I'm working for a project for university and I would like to analyze the features of the most popular tv shows using web scarping and text mining. So I tried to scrape the url from every tv show in the list in this site https://www.imdb.com/chart/toptv/ using the following code in Python, but in output I only receive the site url.
import requests
from bs4 import BeautifulSoup
import pandas as pd
url = "https://www.imdb.com/chart/toptv/m"
df = pd.DataFrame()
links = []
def extract_links(url):
print("source url",url)
global links
source_url = requests.get(url)
soup = BeautifulSoup(source_url.content,"html.parser")
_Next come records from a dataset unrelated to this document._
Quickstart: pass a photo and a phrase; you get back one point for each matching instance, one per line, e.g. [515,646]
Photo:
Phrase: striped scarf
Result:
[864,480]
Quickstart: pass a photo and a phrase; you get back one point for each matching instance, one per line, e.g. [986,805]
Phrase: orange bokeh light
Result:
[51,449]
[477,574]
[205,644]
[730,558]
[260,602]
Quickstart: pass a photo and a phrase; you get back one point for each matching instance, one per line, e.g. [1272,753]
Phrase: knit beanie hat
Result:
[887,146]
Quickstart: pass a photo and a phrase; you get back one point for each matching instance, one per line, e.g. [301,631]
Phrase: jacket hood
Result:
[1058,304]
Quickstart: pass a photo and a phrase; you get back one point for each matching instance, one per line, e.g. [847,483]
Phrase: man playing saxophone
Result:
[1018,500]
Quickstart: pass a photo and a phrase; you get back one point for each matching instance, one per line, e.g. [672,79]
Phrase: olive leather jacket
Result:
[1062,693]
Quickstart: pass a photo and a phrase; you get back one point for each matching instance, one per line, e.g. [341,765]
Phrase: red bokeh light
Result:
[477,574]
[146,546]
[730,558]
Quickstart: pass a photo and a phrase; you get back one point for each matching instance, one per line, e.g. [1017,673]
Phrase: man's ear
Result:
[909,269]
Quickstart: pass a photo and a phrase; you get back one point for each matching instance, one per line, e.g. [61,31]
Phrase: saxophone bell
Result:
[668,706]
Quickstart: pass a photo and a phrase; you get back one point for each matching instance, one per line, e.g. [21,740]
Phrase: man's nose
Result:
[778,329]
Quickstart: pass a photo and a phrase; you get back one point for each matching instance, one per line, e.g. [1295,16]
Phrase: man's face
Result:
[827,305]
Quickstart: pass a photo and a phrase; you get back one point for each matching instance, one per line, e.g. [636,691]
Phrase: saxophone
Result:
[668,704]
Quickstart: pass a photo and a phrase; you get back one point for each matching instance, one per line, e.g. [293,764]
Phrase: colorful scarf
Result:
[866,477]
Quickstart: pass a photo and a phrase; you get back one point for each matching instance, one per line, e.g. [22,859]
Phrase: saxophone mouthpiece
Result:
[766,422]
for link in soup.find_all('a',href=True):
try:
if len(links) >=100:
return
if link.get('href').startswith("https://") and link.get("href") not in links:
links.append(link.get('href'))
extract_links(link.get('href'))
except Exception as e:
print("Unhandled exception",e)
extract_links(url)
df = pd.DataFrame({"links":links})
df.to_csv("links.csv")
I also searched in the web and I found this code, but it doesn't work either.
import requests
from bs4 import BeautifulSoup
# send a GET request to the website
url = 'https://www.imdb.com/chart/toptv/'
response = requests.get(url)
# parse the HTML content of the page with BeautifulSoup
soup = BeautifulSoup(response.content, 'html.parser')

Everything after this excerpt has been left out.